In response to the Fed's statement at 2:00 p.m., the S&P 500 rallied to a new record high of 5674 by 2:30 p.m. when Powell's presser started. As he spoke, however, stocks turned down and closed lower on the day as the 10-year Treasury yield rose above 3.70%. We still expect the stock market to climb to new record highs after the November presidential election. Now that the Fed is stimulating the economy, the hard-landing crowd should disperse.
Leveraged companies that rely on floating rate debt now have cheaper debt servicing costs. The Russell 2000 index of small companies finished the day higher (chart). The S&P 493—including value stocks and other sectors that missed out on the Tech-led bull market—should begin to catch up.
The bond market's initial reaction to the Fed rate cut seems to agree with our assessment that today's big cut could be more than the economy needs. The FOMC has signaled one or two more cuts this year in the updated Summary of Economic Projections (SEP) with another 100bps of cuts next year (chart).

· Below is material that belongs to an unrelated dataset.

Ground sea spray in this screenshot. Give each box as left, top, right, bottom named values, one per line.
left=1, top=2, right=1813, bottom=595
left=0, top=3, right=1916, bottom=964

The FOMC has a slower economic outlook than we do. The latest SEP shows that officials' forecast for the unemployment rate was raised 0.4 percent higher to 4.4% for 2024 and upped by 0.2 percent for 2025 to 4.4% and 2026 to 4.3%. Real GDP, meanwhile, is expected to grow just 2.0% this year and the next two. Current economic data suggest otherwise, and we expect that better-than-expected productivity growth will boost real economic growth through the end of the Roaring 2020s.
By the way, the FOMC's updated rate forecasts show the FFR falling to 2.9% in 2026. That implies a much slower pace of rate cuts than the FFR futures market, which expects 2.8% in the next 12 months (chart).
We are anticipating that the economic data will come in stronger than expected, especially now that the Fed has started to actually lower the FFR. In this scenario, the bond yield might have bottomed for a while and head back up closer to 4.00% (chart).
The FOMC had its first dissent since 2022 at this meeting. Fed Governor Michelle Bowman voted for a smaller 25bps rate cut. But the Fed's dot plot, updated in its new SEP, suggests dissent was much greater. Two participants favor not reducing rates again this year, and another seven see just one 25bps cut later this year.
Diverging views among Fed officials are likely to be evident in the meeting minutes which will be released in a few weeks. Powell's ability to cajole his fellow FOMC colleagues into his newly adopted dovish stance will be tested at the next two meetings.